According to Touwaide’s copy of the “Tractatus de Herbis,” the spice’s pungent flavor was said to have the properties of “warming, drying and giving ease.” In “The Boke of Nurture,” John Russell described Grains of Paradise as provoking “hot and moist humors,” and apparently, that was medieval code for “aphrodisiac.” Oddly enough, a 2002 medical study showed that extracts of Grains of Paradise “significantly increased” the sexual activity of lab rats.

Dog bite treatment, gastric cure, aphrodisiac... you can see why bitters quickly migrated from the medicine chest to the cocktail bar.

Extracting the essence of these magical herbs is not a short process, and I felt like a medieval alchemist as I boiled, strained and transferred the herbal concoction from one tincture jar to another. Three weeks later, I had my own small jar of pungent, aromatic bitters, ready for its first introduction to some locally-made bourbon and a bit of sugar.But I discovered one other interesting fact about making bitters that Gina had warned me about. Even a small kit gives you a lot more bitters than you’ll use on your own. The solution: cooking with bitters!

So as you sip your Manhattan or Old Fashioned, you can use the rest of your alchemical digestive aid on a batch of chocolate cookie sandwiches with cherry walnut bitters frosting.

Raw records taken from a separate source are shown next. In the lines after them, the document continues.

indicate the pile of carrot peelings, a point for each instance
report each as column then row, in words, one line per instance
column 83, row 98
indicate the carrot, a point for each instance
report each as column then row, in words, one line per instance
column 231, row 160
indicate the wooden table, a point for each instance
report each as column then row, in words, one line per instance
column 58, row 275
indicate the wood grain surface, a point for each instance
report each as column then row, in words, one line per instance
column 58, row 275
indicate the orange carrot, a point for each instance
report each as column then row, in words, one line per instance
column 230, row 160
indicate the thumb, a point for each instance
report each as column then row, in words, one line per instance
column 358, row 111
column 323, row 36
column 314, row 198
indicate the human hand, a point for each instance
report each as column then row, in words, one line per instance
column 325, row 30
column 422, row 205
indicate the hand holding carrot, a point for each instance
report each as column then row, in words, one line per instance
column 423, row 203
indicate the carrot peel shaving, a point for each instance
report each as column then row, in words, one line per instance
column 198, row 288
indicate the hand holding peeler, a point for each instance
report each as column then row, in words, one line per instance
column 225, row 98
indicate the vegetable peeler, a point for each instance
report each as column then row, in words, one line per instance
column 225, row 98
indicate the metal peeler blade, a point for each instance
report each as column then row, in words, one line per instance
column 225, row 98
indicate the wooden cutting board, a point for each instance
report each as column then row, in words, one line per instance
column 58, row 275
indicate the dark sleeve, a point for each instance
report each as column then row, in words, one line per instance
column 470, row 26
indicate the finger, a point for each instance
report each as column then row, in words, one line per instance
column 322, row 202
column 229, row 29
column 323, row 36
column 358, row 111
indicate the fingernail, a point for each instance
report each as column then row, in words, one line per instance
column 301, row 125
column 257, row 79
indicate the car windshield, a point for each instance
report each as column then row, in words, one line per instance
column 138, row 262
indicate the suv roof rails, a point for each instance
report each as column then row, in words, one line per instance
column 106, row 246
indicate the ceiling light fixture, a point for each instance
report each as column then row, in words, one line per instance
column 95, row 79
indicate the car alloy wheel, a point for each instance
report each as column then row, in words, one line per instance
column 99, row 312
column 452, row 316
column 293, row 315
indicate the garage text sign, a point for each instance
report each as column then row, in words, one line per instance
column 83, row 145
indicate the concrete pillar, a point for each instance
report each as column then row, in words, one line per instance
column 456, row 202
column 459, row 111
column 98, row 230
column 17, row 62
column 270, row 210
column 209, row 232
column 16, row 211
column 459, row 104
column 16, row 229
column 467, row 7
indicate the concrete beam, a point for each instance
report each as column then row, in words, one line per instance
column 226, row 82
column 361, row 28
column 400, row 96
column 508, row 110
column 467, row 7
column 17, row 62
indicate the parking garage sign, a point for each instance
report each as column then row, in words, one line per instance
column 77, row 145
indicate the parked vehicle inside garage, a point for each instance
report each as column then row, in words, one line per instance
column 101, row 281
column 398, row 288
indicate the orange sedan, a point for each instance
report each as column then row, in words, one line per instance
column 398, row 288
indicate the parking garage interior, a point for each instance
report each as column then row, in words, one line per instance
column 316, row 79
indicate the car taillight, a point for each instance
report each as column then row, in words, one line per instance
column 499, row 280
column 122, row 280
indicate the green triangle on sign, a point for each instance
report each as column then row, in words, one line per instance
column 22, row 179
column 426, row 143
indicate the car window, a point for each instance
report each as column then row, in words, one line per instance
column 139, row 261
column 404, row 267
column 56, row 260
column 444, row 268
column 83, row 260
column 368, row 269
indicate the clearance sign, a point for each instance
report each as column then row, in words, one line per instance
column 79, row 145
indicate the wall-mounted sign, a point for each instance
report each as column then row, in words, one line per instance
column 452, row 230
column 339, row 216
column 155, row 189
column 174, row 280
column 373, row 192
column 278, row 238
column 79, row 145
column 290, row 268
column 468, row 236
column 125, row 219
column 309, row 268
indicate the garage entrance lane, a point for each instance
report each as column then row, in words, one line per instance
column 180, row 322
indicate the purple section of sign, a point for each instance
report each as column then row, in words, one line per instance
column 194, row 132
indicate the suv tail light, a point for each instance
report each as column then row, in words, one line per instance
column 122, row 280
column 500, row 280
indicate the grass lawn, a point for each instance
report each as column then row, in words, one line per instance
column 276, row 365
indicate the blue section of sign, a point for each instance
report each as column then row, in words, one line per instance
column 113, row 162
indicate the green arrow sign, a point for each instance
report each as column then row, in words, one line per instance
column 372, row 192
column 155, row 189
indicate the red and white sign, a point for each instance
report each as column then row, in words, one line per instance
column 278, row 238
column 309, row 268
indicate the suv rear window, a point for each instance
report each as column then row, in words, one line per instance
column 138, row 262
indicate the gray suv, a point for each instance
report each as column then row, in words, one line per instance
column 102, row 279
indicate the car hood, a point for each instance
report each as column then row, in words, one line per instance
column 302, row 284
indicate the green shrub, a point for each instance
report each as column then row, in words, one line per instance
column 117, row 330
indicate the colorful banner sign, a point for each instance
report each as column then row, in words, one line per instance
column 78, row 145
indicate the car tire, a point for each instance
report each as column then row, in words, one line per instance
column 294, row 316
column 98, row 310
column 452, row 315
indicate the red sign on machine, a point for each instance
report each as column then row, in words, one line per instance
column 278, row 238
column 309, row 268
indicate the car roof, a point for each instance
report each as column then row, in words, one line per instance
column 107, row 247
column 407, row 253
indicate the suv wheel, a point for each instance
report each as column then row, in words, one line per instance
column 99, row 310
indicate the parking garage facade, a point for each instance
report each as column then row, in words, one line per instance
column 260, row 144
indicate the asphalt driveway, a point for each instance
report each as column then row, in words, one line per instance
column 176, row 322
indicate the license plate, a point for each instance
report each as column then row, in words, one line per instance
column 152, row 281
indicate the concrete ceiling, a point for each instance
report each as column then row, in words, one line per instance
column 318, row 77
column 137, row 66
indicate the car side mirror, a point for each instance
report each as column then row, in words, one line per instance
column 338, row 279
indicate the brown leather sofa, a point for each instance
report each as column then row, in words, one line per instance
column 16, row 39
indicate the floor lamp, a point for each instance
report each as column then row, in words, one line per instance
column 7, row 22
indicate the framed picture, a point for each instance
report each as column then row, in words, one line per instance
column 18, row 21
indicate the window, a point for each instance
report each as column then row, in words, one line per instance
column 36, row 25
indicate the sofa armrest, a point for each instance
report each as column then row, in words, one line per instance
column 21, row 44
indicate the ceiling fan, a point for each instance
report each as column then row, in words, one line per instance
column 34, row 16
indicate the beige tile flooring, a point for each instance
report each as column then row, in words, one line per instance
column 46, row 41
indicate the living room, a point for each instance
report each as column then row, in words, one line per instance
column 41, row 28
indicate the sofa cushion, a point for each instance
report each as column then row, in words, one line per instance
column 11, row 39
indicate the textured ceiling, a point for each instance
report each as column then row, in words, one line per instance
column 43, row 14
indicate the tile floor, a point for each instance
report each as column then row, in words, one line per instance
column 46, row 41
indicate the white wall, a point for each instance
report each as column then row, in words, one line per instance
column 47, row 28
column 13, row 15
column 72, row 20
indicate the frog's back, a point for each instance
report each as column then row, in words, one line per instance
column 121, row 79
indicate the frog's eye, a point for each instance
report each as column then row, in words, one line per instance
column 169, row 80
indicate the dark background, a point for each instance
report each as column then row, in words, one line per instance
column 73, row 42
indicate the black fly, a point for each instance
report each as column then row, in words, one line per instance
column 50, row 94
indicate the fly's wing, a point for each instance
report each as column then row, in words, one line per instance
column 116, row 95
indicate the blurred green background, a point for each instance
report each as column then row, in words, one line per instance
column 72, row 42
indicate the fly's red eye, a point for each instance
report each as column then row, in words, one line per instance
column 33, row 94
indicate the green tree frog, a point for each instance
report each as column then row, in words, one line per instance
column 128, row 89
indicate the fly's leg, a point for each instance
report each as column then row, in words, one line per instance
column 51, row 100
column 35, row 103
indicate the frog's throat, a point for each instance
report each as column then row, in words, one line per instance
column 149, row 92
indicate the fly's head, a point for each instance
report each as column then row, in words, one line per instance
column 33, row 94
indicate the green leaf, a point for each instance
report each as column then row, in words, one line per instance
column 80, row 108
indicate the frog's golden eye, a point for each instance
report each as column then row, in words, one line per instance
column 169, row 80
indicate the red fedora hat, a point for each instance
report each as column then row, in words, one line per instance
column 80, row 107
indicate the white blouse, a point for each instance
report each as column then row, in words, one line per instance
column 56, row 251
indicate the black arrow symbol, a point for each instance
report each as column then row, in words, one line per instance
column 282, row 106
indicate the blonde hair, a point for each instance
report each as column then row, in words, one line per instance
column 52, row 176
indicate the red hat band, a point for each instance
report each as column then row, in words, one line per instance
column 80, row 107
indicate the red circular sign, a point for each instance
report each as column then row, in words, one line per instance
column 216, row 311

It’s for your health, after all.

Chocolate cookie sandwiches with cherry walnut bitters frosting

(Recipe courtesy of Dash Bitters)

Makes approximately 12 small, sandwich cookies

Ingredients:

1½ cup almond flour

¼ teaspoon salt for cookies, plus an additional pinch for frosting

½ teaspoon baking soda

¼ cup arrowroot powder

1 cup cocoa powder

¼ cup grapeseed oil

½ cup agave nectar

½ teaspoon vanilla extract

2 ounces cream cheese, softened

4 tablespoons unsalted butter, softened

1 teaspoon Cherry Walnut Bitters

1½ to 1¾ cups confectioners’ sugar

Directions:

1Preheat oven to 350 F (180 C). Line two large baking sheets with parchment paper.

2In a large bowl, mix almond flour, salt, baking soda, arrowroot powder and cocoa powder.

3In a small bowl, whisk together the grapeseed oil, agave nectar and vanilla extract. Pour the wet ingredients into the almond flour mixture and stir until thoroughly combined.

4With a teaspoon, scoop the dough one teaspoon at a time onto the prepared baking sheets, leaving at least two inches between each cookie. The dough will spread.

5Bake for 8 to 10 minutes, until the tops of the cookies look dry and the color darkens.

6Remove the cookies from the oven and allow the cookies to cool on a cooling rack for 10 minutes while you make the frosting.

7Beat together cream cheese and butter on medium speed until mixture is fluffy, about one minute. Scrape down bowl with a spatula. Add cherry walnut bitters and salt. Mix on low for another minute.

8With the mixer on low, slowly add 1 cup of the confectioners’ sugar; beat for 20 seconds. Scrape down bowl. If consistency is too soft to hold its shape, add additional confectioners’ sugar, one tablespoon at a time, until desired consistency is reached. Frosting can be kept refrigerated, in an airtight container with plastic wrap pressed on the surface, for several days.